Dentro de la respuesta social a la crisis, después de la huelga general ha habido varias detenciones tanto en Catalunya como en Euskal Herria. ¿Cómo valora esta actuación?
Hay un ciclo de represión que va a la par de una movilización de masas. Hay nuevos medios de protesta y también nuevas medidas de represión y eso se ha puesto en evidencia después de la huelga general. Hay un antes y un después y hay toda una batería de medidas que tanto el Gobierno de Madrid como el de Barcelona reclaman, desde una mayor contundencia policial y judicial hasta más unidades antidisturbios, una Fiscalía especializada en violencia urbana, seguimiento de las redes sociales y asimilación de la protesta al terrorismo, intentando trasladar la política antiterrorista de Euskal Herria al resto del Estado, hasta incluir la resistencia pacífica como delito de atentado. En el fondo eso señala un proceso contradictorio que tiene que ver con la máxima visibilización de la persona declarada manifestante y máxima dureza. Y contrasta con la impunidad bajo la cual se producen las actuaciones de poder.
En definitiva, considero que tienen miedo. Tienen claro que hay un desborde importante. Lo dijo Dominique Strauss-Kahn siendo presidente del FMI: las políticas neoliberales que se van a aplicar a raíz de la crisis van a generar desordenes y revueltas. Ese diagnostico era certero. Y en un momento de descomposición del estado social y del estado de derecho, para controlar a la población tienen que dar una imagen de firmeza, de dureza, para restaurar el miedo, como dijo Felip Puig. Porque la carga de deslegitimidad de estas medidas es muy grande y son conscientes de que ese proceso de movilizaciones continuas puede llevar a una situación como la de Grecia, donde ocho huelgas han llevado a que esa protesta se traslade de la calle al Parlamento. Syrizia es producto de eso. El poder para afianzarse necesita inculcar miedo a la ciudadanía y la lista de enemigos cada vez es más amplia. El rostro de ese enemigo se esta normalizando. Ya no es alguien que está en una posición extrema de la sociedad. Puede llegar incluso a las capas medias, a la burguesía, como pasó en Argentina con la crisis.
¿Cómo puede garantizar el ejercicio de los derechos el Derecho?
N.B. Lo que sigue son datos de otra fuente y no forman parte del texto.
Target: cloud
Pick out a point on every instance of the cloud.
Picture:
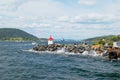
(87, 2)
(69, 20)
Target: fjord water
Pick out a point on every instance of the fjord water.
(17, 64)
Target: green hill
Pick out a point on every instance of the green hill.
(12, 34)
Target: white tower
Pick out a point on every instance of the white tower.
(50, 40)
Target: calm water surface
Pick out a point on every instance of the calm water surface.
(16, 64)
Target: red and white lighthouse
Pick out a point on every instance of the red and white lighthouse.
(50, 40)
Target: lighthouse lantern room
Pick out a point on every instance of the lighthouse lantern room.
(50, 40)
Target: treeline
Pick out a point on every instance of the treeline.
(105, 39)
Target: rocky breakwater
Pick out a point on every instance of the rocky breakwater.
(109, 52)
(68, 48)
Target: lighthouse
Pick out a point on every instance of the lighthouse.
(50, 40)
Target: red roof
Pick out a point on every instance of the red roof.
(50, 38)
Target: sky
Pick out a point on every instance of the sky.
(68, 19)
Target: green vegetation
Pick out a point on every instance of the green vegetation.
(12, 34)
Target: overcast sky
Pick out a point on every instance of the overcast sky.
(69, 19)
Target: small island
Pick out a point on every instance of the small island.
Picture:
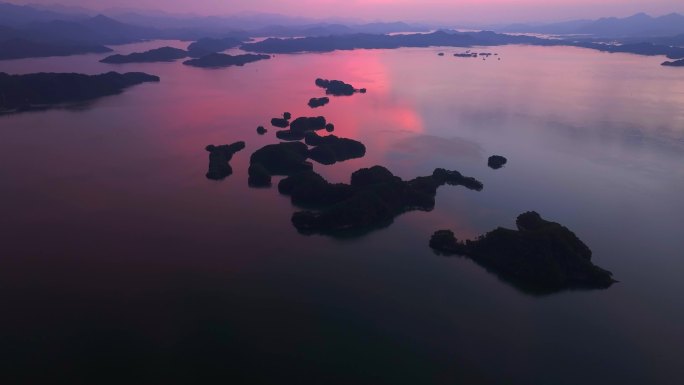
(337, 87)
(372, 200)
(676, 63)
(45, 90)
(219, 156)
(280, 122)
(331, 149)
(318, 102)
(301, 126)
(206, 46)
(282, 158)
(164, 54)
(19, 48)
(496, 162)
(539, 257)
(219, 60)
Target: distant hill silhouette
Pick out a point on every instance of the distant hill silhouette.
(442, 38)
(17, 48)
(44, 90)
(638, 25)
(218, 60)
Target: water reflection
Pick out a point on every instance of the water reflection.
(112, 236)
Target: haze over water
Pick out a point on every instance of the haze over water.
(120, 255)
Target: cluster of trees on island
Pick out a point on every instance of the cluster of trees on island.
(540, 257)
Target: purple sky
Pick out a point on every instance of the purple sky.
(481, 11)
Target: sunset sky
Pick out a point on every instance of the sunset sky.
(489, 11)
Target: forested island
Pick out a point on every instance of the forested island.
(45, 90)
(19, 48)
(540, 256)
(219, 60)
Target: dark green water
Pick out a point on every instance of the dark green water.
(121, 263)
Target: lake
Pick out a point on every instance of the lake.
(121, 263)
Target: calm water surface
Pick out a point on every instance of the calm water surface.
(121, 263)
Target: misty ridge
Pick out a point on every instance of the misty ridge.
(42, 31)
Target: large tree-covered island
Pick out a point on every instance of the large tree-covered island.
(540, 256)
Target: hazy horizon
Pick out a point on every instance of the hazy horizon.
(442, 11)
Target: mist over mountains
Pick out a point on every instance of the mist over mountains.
(639, 25)
(56, 30)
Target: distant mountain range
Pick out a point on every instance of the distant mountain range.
(639, 25)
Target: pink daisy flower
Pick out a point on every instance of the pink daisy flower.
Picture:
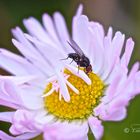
(51, 96)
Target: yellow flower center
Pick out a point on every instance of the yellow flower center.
(81, 105)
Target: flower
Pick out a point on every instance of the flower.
(50, 96)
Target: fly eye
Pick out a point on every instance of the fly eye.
(76, 59)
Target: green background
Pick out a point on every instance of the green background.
(123, 15)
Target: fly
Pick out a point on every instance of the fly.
(79, 57)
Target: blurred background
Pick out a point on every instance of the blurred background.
(123, 15)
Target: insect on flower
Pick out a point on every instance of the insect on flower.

Una forma es en la calle. Yo creo que los derechos se protegen en esas cartas y constituciones pero estas son papel mojado si no hay una función de vigilancia y de ejercicio efectivo de esos derechos en la calle. No hay derecho que haya nacido sin la desobediencia; todo derecho ha nacido de la ilegalidad. La primera huelga se convocó sin derecho a huelga. Erich Fromm decía que la humanidad nació de un acto de desobediencia y no sería extraño que muriera en un acto de obediencia. En el fondo, todos los derechos han sido creados por los llamados «antisistema». Si hoy tenemos jornadas laborales de ocho horas es porque ha habido gente, en un momento histórico determinado, llamado movimiento obrero, que han sido tratados en su momento como «antisistema» que han forzado la legalidad de ese momento y han creado nuevos derechos.